Elle rappelle en revanche bien la distinction entre (i) la possibilité de limiter le cumul, offerte par le droit de l’Union européenne, et (ii) l’interdiction de limiter l’acquisition de congés payés au sein même de la période de référence.
La Cour de cassation a rappelé qu’elle avait précisément écarté pour ces motifs l’application de l’article L. 3141-5, 5°, du code du travail dans son arrêt du 13 septembre 2023 dans la mesure où il limitait cette acquisition des congés payés à une période d’absence ininterrompue d’une année.
Elle a donc, sans surprise, refusé de transmettre la question préjudicielle à la Cour de justice, faute de doute raisonnable sur l’absence de possibilité laissée par l’article 7, § 1, de la directive 2003/88/CE à la législation nationale pour limiter l’obtention des droits à congés à une période d’une année d’absence.

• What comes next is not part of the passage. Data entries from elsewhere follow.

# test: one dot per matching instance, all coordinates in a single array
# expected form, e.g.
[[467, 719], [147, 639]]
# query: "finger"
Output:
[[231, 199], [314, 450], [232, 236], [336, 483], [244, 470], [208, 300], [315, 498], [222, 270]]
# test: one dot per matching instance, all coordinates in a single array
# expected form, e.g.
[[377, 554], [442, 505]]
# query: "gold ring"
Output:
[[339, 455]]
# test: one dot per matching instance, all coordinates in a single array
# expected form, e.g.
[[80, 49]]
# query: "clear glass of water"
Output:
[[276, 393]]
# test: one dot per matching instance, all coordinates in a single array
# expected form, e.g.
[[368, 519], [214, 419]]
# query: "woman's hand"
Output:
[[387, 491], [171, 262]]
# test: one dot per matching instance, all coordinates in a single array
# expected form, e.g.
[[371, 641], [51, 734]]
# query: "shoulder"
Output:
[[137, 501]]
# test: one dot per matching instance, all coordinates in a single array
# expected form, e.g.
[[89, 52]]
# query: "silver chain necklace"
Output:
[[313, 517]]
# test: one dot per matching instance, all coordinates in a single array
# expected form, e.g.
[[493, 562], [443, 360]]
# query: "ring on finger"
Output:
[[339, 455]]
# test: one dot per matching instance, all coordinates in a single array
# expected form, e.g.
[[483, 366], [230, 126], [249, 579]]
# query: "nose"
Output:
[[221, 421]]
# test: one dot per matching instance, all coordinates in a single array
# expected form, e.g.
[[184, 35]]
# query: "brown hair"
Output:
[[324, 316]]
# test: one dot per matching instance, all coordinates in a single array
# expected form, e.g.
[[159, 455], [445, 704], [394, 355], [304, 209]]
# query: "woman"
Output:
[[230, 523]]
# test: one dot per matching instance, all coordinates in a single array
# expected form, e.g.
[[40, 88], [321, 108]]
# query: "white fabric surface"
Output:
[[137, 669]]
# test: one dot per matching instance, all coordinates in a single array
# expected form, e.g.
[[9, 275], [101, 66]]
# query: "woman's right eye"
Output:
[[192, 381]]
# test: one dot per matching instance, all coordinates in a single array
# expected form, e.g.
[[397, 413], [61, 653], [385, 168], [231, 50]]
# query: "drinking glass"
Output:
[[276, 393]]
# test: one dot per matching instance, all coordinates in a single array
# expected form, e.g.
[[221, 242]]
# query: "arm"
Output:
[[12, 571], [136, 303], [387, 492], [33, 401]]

Il sera toutefois relevé que, pour motiver son refus de renvoyer une question préjudicielle à la Cour de justice, la Cour de cassation a non seulement visé l’article L. 3141-5 dans sa rédaction antérieure à la loi du 22 avril 2024 ayant fait l’objet de la décision du 23 septembre 2023 mais également la nouvelle rédaction issue de la loi, pourtant non applicable au litige pendant.
Au contraire, la Cour de cassation a accédé à l’un des trois moyens soulevés par la salariée qui reprenait le même argumentaire que celui présenté à la Cour de cassation le 13 septembre 2023 dans l’arrêt n° 22-17.638 et plus précisément l’article 31, § 2, de la Charte des droits fondamentaux de l’Union européenne qui n’avait pas été soulevé en cause d’appel.
En effet, la Cour de cassation juge :
- que l’article 31, § 2, de la Charte des droits fondamentaux de l’Union européenne, précisant que « Tout travailleur a droit à une limitation de la durée maximale du travail et à des périodes de repos journalier et hebdomadaire, ainsi qu’à une période annuelle de congés payés » peut être invoqué nouvellement à hauteur de cassation puisqu’il s’agit d’un moyen de pur droit (seul l’art. 21 de ladite charte, portant sur l’interdiction de toute discrimination, était invoqué devant les juges du fond) ;
- que la Charte des droits fondamentaux de l’Union européenne a valeur de traité et est donc invocable directement dans les litiges opposant un bénéficiaire du droit à congé à un employeur ;
- que l’application directe de la Charte de l’Union européenne permet d’interpréter le droit interne à la lumière de la directive 2003/88/CE et de son article 7, et si besoin de laisser une réglementation nationale inappliquée ;
- que l’article 7 de la directive 2003/88/CE prévoit un minimum de quatre semaines de congés payés annuels, sans aucune distinction entre les travailleurs qui sont absents du travail en vertu d’un congé de maladie pendant la période de référence, et ceux qui ont effectivement travaillé au cours de ladite période ;
- que l’article L. 3141-5 du code du travail, dans sa rédaction antérieure à la loi du 22 avril 2024 ne permet pas une interprétation conforme au droit de l’Union européenne tel que rappelé ci-avant ;
- qu’en cas d’impossibilité d’interpréter une règlementation nationale, de manière à en assurer la conformité avec l’article 7 de la directive 2003/88/CE et à l’article 31, § 2, précité, la juridiction nationale doit laisser ladite réglementation nationale inappliquée.
- que la limite d’un an prévue par l’article L. 3141-5, 5°, du code du travail limitant à une seule année le droit à l’acquisition de congés payés en cas de suspension du contrat de travail liée à un accident du travail ou à une maladie professionnelle est contraire au droit de l’Union européenne qui ne connaît aucune limite temporelle à l’acquisition de ce droit, et ce quelle que soit l’origine de l’accident ou de la maladie.
L’affaire ayant fait l’objet d’une cassation avec renvoi, il appartiendra à la cour d’appel de renvoi d’appliquer la loi nouvelle, et donc l’article L. 3141-5, 5°, dans sa nouvelle rédaction. Elle devra alors se prononcer sur la conformité de l’absence de rétroactivité de cet article à la Charte des droits fondamentaux de l’Union européenne.